Big Sister, Little Sister, Red Sister: three women at the heart of twentieth-century China, by Jung Chang

"Red Sister, Ching-ling, married Sun Yat-sen, founding father of the Chinese republic, and later became Mao's vice-chair. Little Sister, May-ling, was Madame Chiang Kai-shek, first lady of the pre-Communist Nationalist China and a major political figure in her own right. Big Sister, Ei-ling, was Chiang's unofficial main adviser. She made herself one of China's richest women - and her husband Chiang's prime minister.

"All three sisters enjoyed tremendous privilege and glory, but also endured constant attacks and mortal danger. They showed great courage and experienced passionate love, as well as despair and heartbreak. The relationship between them was highly charged emotionally, especially once they had embraced opposing political camps and Ching-ling dedicated herself to destroying her two sisters' world. This is a gripping story of love, war, exile, intrigue, glamour and betrayal."

How to Grow Old, by John Bishop

If you are a fan of comedian John Bishop you will know exactly what you are getting with his latest book. Follow up to How Did This All Happen?.

"Whether he likes it or not, John is getting older. His hair is greying, it's getting that much harder to stay fit, and the potential to become something of an embarrassment is ever increasing. But hope is not lost.

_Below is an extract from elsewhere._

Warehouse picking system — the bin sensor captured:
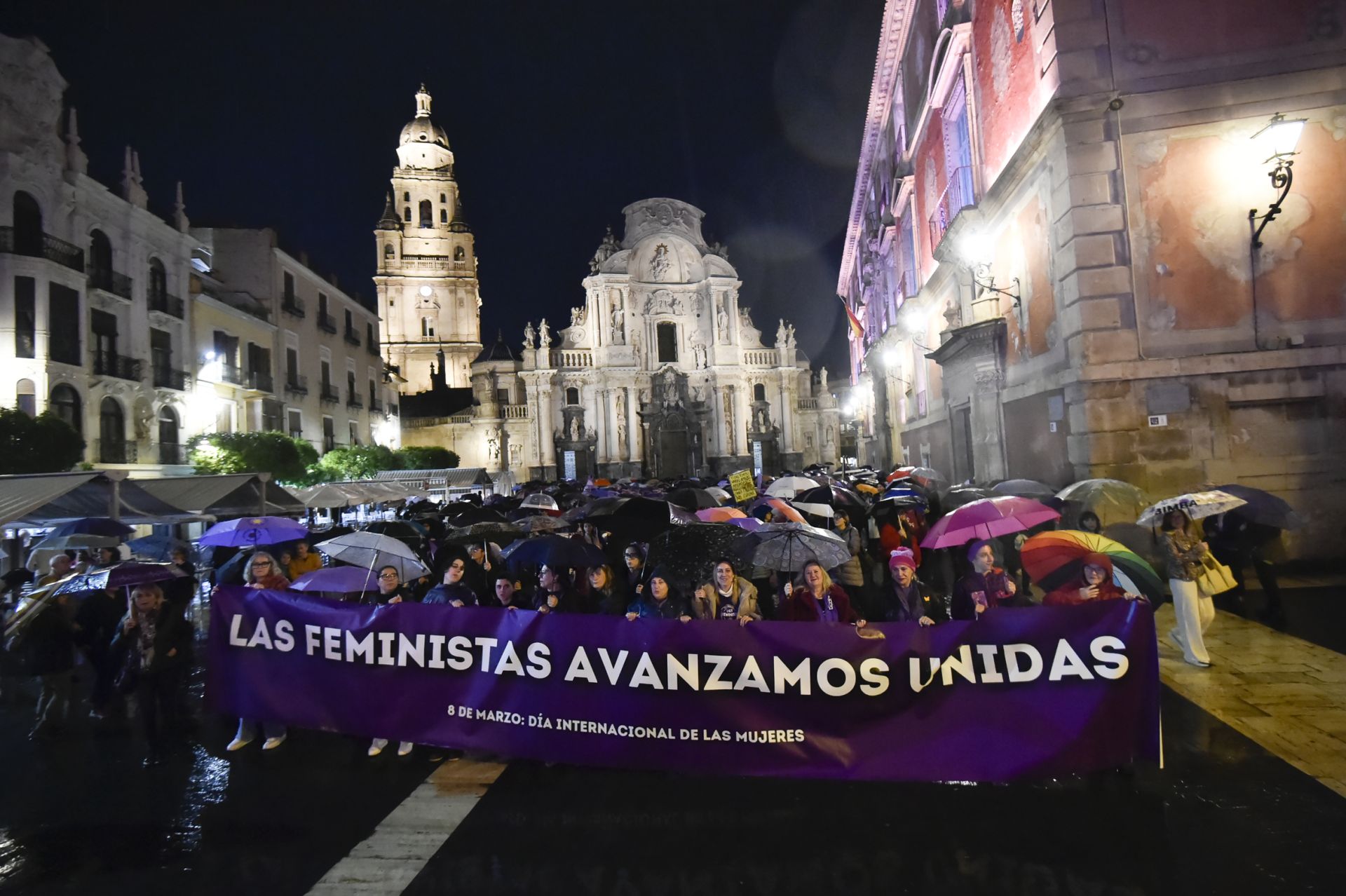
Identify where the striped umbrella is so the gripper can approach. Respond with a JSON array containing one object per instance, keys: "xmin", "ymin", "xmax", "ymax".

"How to Grow Old is John's offering to the world. With sage advice on how to avoid the common pitfalls of age, intimate confessions and spit-your-dentures-out hilarious commentary on his own advancing years, this is his observational comic writing at its very best. If you were concerned about how not to be boring or how to get rid of your should-be-old-enough-to-manage kids, this the book has the answers."

The Body: a guide for occupants, by Bill Bryson

Still my choice of the funniest writer around. Bill Bryson’s latest book looks at the human body and how it works in his inimitable style.

"Bill Bryson achieved the seemingly impossible by making the science of our world both understandable and entertaining to millions of people around the globe. Now he turns his attention inwards to explore the human body, how it functions and its remarkable ability to heal itself. Full of extraordinary facts and astonishing stories this title is a brilliant, often very funny attempt to understand the miracle of our physical and neurological make up."

Me, by Elton John

First and only official autobiography from Elton John. You've seen the film, Rocketman, now read about Elton John's extraordinary life.

Greenfeast: autumn, winter, by Nigel Slater

You know it is autumn when a new book from Nigel Slater appears.

"A vibrant and joyous collection of the food Nigel Slater eats at the end of the day. A collection of simply beautiful autumn and winter recipes, each with suggested variations, that can mostly be on the table in 30 minutes."

Turning the Boat for Home: a life writing about nature, by Richard Mabey

"For five decades Richard Mabey has been a pioneering voice in modern nature writing. From the rediscovery of foraging that led to Food for Free, through his groundbreaking expeditions in the 'edgelands' in the 1970s, to his reflections on the musicality of bird-song, he has consistently explored new ways of thinking about nature and its relation to our lives.

"In Turning the Boat for Home, he introduces pieces from his rich writing life that reflect on how his ideas evolved. At the heart is a passionate belief that Earth is a commonwealth, of all species. Mabey recalls the fight against the commercial afforestation of the Scottish peatlands and recounts the experience of running a 'community woodland', one of the first in Britain."

Vinyl Countdown, by Graham Sharpe

"Graham Sharpe's life has been played out to a background of personally significant vinyl-related events, and his own large and ever-growing collection of LPs not only reflects his musical addiction, but also represents an intensely direct link to many of his key experiences. In this book, he considers all the elements of record collecting which he loves - and one or two he doesn't - as he continues his long-term project to visit every surviving second hand record shop in his own and other countries, and reports on the many characters he has encountered, and the adventures he has accrued along the way."